I'm expecting a call from his scheduler Monday or Tuesday. He's not sure if February is completely booked at this point. I want to have surgery ASAP. I recently strained my back at work and am currently off. After seeing me walk, (I'm pulled down on one side), he told me that he wants my lower back to be completely healed before I have surgery because he's going to put me in some different bent positions to perform the surgery and he doesn't want to inflame my back.
Again, thanks for the information and I hope that I haven't bored anyone. I'm as stoked as I can be to have surgery. Thanks to all who contribute to this website. It would be my honor to help others as I have been helped.
Patrick:
Slightly off-topic, but something I think I should mention...
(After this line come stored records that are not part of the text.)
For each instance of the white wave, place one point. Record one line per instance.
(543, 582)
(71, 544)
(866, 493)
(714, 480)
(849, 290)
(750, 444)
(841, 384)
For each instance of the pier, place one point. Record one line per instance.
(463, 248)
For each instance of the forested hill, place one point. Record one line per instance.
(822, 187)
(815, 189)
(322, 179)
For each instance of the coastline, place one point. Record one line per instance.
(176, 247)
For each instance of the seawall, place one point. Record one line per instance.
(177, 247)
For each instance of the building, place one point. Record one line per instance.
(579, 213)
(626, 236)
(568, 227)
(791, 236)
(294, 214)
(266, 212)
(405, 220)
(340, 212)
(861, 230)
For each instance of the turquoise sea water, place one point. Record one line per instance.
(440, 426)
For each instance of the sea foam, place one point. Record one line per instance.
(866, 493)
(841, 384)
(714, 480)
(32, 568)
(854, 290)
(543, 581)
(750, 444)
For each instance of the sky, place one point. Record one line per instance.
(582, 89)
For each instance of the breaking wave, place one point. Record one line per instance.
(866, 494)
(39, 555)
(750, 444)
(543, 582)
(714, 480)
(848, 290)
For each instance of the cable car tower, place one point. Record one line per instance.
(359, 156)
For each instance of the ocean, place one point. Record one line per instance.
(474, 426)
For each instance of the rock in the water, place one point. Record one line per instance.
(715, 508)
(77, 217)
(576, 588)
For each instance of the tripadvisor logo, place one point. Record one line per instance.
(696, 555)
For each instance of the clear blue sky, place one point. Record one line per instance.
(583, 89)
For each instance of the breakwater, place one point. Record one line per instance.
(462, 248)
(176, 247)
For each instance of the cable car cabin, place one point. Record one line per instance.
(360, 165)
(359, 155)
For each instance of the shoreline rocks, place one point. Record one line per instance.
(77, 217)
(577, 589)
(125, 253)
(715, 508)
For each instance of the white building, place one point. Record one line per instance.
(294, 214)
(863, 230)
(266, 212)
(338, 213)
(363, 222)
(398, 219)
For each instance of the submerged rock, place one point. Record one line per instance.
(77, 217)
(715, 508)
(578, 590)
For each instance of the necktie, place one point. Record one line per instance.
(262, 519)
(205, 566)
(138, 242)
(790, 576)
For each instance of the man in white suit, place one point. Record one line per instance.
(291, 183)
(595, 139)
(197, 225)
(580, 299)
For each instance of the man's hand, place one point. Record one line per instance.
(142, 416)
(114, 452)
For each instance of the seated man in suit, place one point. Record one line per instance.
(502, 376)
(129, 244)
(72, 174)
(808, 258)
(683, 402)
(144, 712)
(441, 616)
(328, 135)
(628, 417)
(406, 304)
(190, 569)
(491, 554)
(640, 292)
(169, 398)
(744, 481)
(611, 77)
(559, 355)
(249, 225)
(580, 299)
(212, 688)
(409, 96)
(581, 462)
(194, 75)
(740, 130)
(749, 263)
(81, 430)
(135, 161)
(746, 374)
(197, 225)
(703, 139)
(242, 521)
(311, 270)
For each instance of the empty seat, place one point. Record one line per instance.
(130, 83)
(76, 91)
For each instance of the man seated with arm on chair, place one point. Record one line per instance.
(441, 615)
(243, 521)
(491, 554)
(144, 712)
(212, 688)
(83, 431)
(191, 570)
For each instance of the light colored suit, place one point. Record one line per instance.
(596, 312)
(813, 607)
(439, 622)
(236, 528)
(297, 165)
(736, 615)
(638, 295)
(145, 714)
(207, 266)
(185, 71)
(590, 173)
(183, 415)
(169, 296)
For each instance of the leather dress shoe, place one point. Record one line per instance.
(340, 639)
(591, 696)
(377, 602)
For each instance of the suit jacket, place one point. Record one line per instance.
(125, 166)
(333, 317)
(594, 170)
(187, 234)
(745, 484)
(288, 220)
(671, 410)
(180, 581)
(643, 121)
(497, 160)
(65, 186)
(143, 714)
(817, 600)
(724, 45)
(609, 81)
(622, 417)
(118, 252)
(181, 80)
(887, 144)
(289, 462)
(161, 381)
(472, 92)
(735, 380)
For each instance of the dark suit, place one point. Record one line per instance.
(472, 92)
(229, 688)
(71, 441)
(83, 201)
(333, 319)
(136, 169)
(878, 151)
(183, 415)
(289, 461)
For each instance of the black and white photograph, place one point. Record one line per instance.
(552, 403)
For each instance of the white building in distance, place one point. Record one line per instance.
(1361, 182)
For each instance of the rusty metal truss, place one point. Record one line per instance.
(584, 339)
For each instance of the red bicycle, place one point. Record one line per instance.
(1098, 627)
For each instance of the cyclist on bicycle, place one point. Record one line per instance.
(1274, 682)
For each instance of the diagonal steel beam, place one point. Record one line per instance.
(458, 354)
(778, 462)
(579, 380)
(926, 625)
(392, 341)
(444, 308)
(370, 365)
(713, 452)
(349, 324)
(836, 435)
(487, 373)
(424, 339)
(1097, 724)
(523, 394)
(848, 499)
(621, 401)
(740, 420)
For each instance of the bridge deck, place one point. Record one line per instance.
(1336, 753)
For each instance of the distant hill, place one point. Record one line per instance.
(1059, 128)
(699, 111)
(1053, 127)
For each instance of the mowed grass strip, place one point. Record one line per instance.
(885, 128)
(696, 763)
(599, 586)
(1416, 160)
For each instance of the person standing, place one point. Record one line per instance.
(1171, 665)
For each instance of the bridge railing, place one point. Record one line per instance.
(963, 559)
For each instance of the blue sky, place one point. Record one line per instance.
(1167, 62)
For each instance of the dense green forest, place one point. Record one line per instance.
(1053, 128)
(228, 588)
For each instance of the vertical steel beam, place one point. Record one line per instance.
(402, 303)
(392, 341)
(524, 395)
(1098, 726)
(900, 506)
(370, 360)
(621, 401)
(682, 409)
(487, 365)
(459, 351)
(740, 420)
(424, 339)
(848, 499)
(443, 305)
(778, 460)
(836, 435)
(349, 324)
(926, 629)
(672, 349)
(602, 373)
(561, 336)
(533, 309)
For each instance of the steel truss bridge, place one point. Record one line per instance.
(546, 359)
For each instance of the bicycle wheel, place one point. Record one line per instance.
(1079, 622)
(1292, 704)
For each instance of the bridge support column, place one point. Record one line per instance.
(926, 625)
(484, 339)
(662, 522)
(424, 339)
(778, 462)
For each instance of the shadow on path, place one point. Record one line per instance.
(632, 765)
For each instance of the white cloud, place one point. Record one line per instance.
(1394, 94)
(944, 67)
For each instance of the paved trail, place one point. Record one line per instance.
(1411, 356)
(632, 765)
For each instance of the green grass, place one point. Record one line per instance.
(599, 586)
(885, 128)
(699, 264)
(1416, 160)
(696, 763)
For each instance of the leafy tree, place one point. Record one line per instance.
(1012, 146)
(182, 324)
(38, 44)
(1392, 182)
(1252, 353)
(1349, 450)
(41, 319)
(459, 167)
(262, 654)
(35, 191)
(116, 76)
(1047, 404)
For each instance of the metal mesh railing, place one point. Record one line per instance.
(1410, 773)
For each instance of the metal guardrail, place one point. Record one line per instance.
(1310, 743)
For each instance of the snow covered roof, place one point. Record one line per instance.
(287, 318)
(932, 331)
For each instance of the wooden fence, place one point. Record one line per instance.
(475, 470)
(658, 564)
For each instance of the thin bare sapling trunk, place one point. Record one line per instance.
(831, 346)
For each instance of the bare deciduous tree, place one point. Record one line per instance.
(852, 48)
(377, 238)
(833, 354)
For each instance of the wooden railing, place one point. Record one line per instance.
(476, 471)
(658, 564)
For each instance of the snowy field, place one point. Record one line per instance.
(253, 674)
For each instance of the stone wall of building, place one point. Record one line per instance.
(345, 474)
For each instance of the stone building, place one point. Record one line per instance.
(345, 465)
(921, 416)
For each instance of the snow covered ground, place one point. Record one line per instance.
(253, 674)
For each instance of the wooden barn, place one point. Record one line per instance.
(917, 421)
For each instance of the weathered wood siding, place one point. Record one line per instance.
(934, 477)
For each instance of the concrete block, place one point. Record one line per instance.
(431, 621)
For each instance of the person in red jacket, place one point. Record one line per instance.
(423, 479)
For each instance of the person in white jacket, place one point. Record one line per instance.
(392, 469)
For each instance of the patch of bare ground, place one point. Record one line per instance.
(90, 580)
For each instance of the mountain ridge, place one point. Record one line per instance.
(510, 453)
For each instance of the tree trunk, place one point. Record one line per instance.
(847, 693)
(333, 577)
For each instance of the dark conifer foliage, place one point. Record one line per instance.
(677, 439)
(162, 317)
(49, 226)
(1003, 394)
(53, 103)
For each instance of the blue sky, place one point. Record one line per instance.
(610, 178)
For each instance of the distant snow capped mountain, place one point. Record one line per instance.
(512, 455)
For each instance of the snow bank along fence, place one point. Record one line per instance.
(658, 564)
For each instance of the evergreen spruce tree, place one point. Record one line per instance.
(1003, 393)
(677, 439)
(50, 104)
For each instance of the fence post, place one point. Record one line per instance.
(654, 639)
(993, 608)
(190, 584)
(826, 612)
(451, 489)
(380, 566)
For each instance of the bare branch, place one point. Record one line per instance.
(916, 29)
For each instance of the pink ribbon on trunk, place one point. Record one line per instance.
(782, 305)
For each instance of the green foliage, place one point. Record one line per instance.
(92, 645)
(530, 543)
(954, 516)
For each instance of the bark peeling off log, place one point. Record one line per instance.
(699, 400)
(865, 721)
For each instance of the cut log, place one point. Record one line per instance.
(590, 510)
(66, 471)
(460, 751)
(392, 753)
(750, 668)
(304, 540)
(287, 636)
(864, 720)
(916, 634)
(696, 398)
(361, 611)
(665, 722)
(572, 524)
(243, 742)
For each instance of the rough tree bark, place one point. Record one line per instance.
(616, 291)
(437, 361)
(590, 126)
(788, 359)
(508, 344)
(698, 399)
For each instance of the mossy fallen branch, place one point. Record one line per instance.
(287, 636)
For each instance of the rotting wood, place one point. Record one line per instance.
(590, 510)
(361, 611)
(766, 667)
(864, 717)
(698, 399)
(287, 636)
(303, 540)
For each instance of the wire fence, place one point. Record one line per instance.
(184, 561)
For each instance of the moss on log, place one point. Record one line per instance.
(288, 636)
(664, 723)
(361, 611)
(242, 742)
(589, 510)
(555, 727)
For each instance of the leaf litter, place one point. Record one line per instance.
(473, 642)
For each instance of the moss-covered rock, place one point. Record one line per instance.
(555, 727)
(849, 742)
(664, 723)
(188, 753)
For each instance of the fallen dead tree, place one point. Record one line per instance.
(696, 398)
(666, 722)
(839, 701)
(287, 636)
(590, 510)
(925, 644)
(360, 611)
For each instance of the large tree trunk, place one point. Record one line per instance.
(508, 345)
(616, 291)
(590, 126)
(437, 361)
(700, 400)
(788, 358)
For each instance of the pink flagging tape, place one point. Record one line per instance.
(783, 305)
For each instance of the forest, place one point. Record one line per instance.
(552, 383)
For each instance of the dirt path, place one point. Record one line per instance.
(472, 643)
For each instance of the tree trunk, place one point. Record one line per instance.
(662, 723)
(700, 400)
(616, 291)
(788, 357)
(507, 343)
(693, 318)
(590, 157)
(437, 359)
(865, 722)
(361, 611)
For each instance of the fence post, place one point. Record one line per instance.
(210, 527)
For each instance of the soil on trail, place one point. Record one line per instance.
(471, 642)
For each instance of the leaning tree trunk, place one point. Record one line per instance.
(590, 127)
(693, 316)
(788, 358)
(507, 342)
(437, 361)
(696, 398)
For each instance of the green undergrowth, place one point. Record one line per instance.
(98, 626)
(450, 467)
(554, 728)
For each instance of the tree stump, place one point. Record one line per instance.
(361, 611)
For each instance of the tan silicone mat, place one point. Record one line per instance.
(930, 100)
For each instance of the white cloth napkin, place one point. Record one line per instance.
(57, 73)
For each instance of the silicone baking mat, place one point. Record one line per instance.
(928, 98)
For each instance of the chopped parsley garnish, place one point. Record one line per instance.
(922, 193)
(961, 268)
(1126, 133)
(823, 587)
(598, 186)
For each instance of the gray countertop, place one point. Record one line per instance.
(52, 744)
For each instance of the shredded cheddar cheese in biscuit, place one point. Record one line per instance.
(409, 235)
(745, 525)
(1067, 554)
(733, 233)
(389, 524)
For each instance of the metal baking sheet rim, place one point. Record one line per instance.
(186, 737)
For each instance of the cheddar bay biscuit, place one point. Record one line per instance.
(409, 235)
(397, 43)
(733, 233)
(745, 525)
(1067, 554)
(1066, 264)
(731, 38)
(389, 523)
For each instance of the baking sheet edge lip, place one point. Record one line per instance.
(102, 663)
It is possible your back pain is a result of the obvious stress you're under as a result of your diagnosis. My wife a few years ago was under a lot of emotional stress that manifested itself in chronic, intense neck pain. She went to several specialists, had x-rays, scans, accu-puncture and physical therapy all to no avail. Then someone recommended a book titled "Healing Back Pain" (don't recall the author). Its premise is that while clearly there are genuine physical causes for back and neck injuries/pain, many such pains are a result of psychological and emotional stressors that manifest themselves in the back and neck. In her case, it was a miraculous and complete recovery and to boot it made her a happier, better adjusted person. Hey...you may well have injured yourself, but at least consider all the possible causes, as if it is indeed psychological as opposed to physical it could hold you back from the surgery. Of course I was out of it for the surgery, but I didn't know that I was rolled around during the process. I do have to reiterate how little physical discomfort I experienced following the surgery. The mental impact of the whole affair was far, far worse.